Ms Watkins was chosen from more than 500,000 submissions in the state’s "Supreme Riches" second-chance drawing, the North Carolina Education Lottery said this week.
The nurse said she would love to have a new home with the money and is still figuring out how she would use it.
"I thought that it was a scam. I was a little upset actually!" she said to the lottery. “I thought that it was not real, couldn’t be real. It’s still something that I really don’t believe, I’m still in some shock here," the nurse said in the call.
"You're telling a story, I don't believe you… Oh my God! Oh my God!" she exclaimed after absorbing the life-changing news.

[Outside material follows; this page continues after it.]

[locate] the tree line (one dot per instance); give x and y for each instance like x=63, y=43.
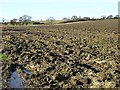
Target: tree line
x=26, y=19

The nurse had two options — she could either take 20 annual payments of $50,000 each or a single payment of $600,000 after tax deductions.
She decided to take the one-time payment and received $424,500 after required state and federal tax withholdings.
"I'm just gonna take it slow and easy and figure out what I'm gonna do," said Ms Watkins. "I would love a new home, but I've just got to take time and put it in the right place."
North Carolina has seen an upwards of 638,000 cases since the beginning of the pandemic, according to the New York Times database. More than 23 million people have been infected with the virus across the US as of Thursday.